France’s Orange launches towers company TOTEM after profit slips
Orange launched its European masts company TOTEM on Thursday as France’s biggest telecoms groups looks to tap the rising value of tower assets after reporting a fall in annual profit.
TOTEM will regroup 25,500 tower sites in Spain and France, Orange’s two biggest markets, with assets that generated 300 million euros in core operating profit last year, Orange said.
“All options are on the table,” CFO Ramon Fernandez said on a call with reporters when asked if the state-controlled group would sell part of the entity or list it.
It follows moves by other European firms that are looking to sell mobile networks as infrastructure valuations surge on interest from investors such as U.S. private equity firm KKR and Spain’s Cellnex.
Recent tower deals have reached an average multiple of more than 22 times enterprise value to earnings before interest, tax, depreciation and amortisation (EBITDA), rating firm Moody’s said in a note on Wednesday.

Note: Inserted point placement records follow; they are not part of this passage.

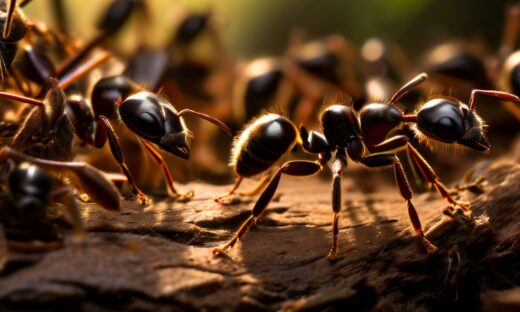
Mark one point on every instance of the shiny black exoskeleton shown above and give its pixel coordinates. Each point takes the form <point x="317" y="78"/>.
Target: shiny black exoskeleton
<point x="153" y="119"/>
<point x="262" y="144"/>
<point x="24" y="215"/>
<point x="367" y="137"/>
<point x="30" y="190"/>
<point x="156" y="120"/>
<point x="257" y="88"/>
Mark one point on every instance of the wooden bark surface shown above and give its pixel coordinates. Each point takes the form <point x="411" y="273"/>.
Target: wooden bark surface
<point x="159" y="258"/>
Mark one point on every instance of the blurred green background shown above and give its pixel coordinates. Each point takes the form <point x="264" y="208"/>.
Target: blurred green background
<point x="258" y="27"/>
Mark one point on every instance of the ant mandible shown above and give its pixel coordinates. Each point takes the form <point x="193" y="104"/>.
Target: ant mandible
<point x="364" y="139"/>
<point x="152" y="118"/>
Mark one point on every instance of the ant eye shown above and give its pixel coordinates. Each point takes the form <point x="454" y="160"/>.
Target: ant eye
<point x="149" y="125"/>
<point x="447" y="129"/>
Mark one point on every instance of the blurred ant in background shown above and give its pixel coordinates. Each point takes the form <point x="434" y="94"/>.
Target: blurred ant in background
<point x="31" y="186"/>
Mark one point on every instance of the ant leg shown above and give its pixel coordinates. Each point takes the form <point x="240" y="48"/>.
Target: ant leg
<point x="83" y="176"/>
<point x="258" y="187"/>
<point x="66" y="195"/>
<point x="427" y="172"/>
<point x="3" y="248"/>
<point x="383" y="160"/>
<point x="294" y="168"/>
<point x="167" y="173"/>
<point x="223" y="198"/>
<point x="84" y="69"/>
<point x="105" y="131"/>
<point x="337" y="169"/>
<point x="11" y="6"/>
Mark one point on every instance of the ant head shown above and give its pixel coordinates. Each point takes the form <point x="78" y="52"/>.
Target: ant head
<point x="450" y="121"/>
<point x="191" y="27"/>
<point x="154" y="119"/>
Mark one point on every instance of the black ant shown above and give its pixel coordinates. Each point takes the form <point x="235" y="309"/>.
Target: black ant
<point x="31" y="187"/>
<point x="362" y="137"/>
<point x="152" y="118"/>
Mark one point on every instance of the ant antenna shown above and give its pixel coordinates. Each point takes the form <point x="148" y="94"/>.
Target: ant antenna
<point x="408" y="87"/>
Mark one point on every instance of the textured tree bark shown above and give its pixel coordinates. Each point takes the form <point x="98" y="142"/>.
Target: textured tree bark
<point x="159" y="257"/>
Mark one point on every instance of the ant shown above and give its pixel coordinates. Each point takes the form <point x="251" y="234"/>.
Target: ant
<point x="31" y="188"/>
<point x="115" y="17"/>
<point x="364" y="138"/>
<point x="152" y="118"/>
<point x="331" y="64"/>
<point x="48" y="129"/>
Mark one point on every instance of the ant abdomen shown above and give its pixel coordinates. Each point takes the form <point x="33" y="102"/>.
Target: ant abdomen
<point x="30" y="190"/>
<point x="262" y="143"/>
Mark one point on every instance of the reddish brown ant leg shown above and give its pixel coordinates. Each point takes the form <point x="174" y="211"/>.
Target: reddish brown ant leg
<point x="3" y="248"/>
<point x="383" y="160"/>
<point x="83" y="176"/>
<point x="105" y="131"/>
<point x="258" y="187"/>
<point x="167" y="173"/>
<point x="417" y="80"/>
<point x="337" y="169"/>
<point x="11" y="6"/>
<point x="429" y="174"/>
<point x="294" y="168"/>
<point x="66" y="196"/>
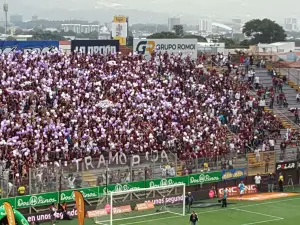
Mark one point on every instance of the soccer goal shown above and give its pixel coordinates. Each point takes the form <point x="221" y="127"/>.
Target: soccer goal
<point x="135" y="206"/>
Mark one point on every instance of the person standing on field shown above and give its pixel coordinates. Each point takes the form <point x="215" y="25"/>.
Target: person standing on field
<point x="280" y="182"/>
<point x="224" y="199"/>
<point x="257" y="180"/>
<point x="193" y="218"/>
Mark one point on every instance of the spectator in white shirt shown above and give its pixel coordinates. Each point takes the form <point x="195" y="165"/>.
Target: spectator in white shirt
<point x="257" y="180"/>
<point x="257" y="154"/>
<point x="256" y="82"/>
<point x="262" y="103"/>
<point x="272" y="144"/>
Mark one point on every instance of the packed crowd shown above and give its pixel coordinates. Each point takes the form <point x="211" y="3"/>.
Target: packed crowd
<point x="63" y="107"/>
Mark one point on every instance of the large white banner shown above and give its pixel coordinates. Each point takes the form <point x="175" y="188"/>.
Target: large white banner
<point x="119" y="30"/>
<point x="188" y="47"/>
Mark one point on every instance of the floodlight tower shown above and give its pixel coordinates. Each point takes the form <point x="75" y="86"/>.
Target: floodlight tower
<point x="5" y="10"/>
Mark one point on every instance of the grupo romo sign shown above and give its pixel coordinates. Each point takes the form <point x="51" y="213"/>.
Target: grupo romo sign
<point x="37" y="46"/>
<point x="43" y="217"/>
<point x="188" y="47"/>
<point x="234" y="191"/>
<point x="95" y="46"/>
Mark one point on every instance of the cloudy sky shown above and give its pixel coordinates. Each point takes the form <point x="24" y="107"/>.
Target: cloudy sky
<point x="155" y="10"/>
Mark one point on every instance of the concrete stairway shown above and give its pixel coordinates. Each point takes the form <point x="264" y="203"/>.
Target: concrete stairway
<point x="285" y="116"/>
<point x="282" y="113"/>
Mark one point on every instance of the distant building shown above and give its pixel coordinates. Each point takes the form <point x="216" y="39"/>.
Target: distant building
<point x="290" y="24"/>
<point x="205" y="26"/>
<point x="238" y="21"/>
<point x="16" y="18"/>
<point x="172" y="22"/>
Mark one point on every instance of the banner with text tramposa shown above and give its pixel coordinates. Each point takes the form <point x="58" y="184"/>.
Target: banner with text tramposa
<point x="37" y="46"/>
<point x="187" y="47"/>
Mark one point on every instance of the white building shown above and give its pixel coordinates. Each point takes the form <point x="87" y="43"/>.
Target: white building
<point x="290" y="24"/>
<point x="205" y="26"/>
<point x="211" y="47"/>
<point x="172" y="22"/>
<point x="278" y="47"/>
<point x="71" y="27"/>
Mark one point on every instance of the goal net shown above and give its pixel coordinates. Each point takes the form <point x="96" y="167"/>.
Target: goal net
<point x="134" y="206"/>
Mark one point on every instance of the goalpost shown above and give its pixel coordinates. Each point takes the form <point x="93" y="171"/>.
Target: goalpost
<point x="135" y="205"/>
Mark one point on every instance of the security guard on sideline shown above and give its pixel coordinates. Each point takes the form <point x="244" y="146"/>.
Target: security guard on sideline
<point x="280" y="182"/>
<point x="22" y="190"/>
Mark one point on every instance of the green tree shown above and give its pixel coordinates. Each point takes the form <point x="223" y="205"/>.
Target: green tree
<point x="264" y="31"/>
<point x="163" y="35"/>
<point x="178" y="30"/>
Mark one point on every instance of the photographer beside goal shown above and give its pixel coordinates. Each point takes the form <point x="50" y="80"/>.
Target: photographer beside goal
<point x="189" y="200"/>
<point x="164" y="205"/>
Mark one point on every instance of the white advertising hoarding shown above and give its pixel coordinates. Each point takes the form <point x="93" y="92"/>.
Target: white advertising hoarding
<point x="188" y="47"/>
<point x="119" y="29"/>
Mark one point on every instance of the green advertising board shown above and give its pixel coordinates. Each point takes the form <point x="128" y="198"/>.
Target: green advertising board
<point x="87" y="193"/>
<point x="204" y="178"/>
<point x="36" y="200"/>
<point x="46" y="199"/>
<point x="12" y="201"/>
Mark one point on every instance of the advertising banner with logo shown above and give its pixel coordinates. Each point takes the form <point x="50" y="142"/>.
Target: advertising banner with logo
<point x="46" y="216"/>
<point x="87" y="193"/>
<point x="38" y="46"/>
<point x="119" y="29"/>
<point x="95" y="46"/>
<point x="264" y="163"/>
<point x="188" y="47"/>
<point x="9" y="213"/>
<point x="80" y="207"/>
<point x="234" y="191"/>
<point x="233" y="174"/>
<point x="45" y="199"/>
<point x="283" y="166"/>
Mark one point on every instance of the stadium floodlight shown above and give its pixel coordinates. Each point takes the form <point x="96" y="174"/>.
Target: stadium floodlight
<point x="134" y="205"/>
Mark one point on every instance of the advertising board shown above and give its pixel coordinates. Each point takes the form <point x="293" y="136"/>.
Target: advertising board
<point x="95" y="46"/>
<point x="233" y="174"/>
<point x="282" y="166"/>
<point x="46" y="216"/>
<point x="187" y="47"/>
<point x="38" y="46"/>
<point x="46" y="199"/>
<point x="262" y="164"/>
<point x="234" y="191"/>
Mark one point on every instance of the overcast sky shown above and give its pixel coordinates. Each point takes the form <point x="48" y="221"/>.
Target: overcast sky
<point x="156" y="10"/>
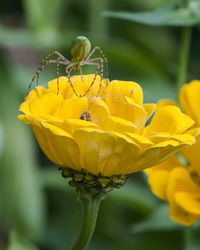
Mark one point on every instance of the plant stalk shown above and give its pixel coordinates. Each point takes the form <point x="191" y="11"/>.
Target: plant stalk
<point x="90" y="207"/>
<point x="184" y="56"/>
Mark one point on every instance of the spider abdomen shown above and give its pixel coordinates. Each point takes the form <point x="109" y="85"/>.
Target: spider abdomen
<point x="80" y="48"/>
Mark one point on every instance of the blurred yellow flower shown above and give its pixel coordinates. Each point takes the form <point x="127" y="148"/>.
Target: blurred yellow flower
<point x="177" y="182"/>
<point x="103" y="135"/>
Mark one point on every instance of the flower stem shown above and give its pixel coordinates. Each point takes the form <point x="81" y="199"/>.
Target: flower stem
<point x="184" y="56"/>
<point x="184" y="52"/>
<point x="90" y="207"/>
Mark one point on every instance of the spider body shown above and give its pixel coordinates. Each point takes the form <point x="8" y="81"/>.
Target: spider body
<point x="86" y="116"/>
<point x="81" y="55"/>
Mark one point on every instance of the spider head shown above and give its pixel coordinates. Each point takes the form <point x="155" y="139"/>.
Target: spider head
<point x="80" y="48"/>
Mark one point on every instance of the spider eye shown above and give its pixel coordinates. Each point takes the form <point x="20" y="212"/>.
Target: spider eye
<point x="80" y="48"/>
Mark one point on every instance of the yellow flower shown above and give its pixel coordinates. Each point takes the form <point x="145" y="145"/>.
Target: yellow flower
<point x="103" y="135"/>
<point x="177" y="182"/>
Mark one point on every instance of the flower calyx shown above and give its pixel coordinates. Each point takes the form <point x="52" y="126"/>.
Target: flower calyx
<point x="90" y="184"/>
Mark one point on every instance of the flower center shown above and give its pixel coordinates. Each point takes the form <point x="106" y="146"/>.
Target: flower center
<point x="95" y="184"/>
<point x="86" y="116"/>
<point x="195" y="177"/>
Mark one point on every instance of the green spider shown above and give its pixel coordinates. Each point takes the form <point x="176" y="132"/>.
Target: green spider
<point x="81" y="55"/>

Orange’s plans for TOTE< were announced as Orange reported a 2.3% fall in fourth-quarter core operating profit to 3.18 billion euros, hurt by the coronavirus crisis and heavy competition in Spanish market. The pandemic reduced lucrative roaming fees by more than half a billion euros (545 million) in 2020 as many would-be travellers stayed at home, Orange said. It posted annual earnings before interest tax depreciation and amortisation after leases (EBITDAaL) of 12.7 billion euros, down 1% on a comparable basis. Orange confirmed it would propose a dividend of 0.70 euro per share for 2020, on top of a distribution of 20 euro cents per share after it received a 2.2 billion-euro tax refund from the French state. The group expects core operating profit to be stable or slightly lower this year and its organic free cash flow from telecoms activities to top 2.2 billion euros. It confirmed its mid-term target of an organic free cash flow in the range of 3.5 to 4 billion euros in 2023.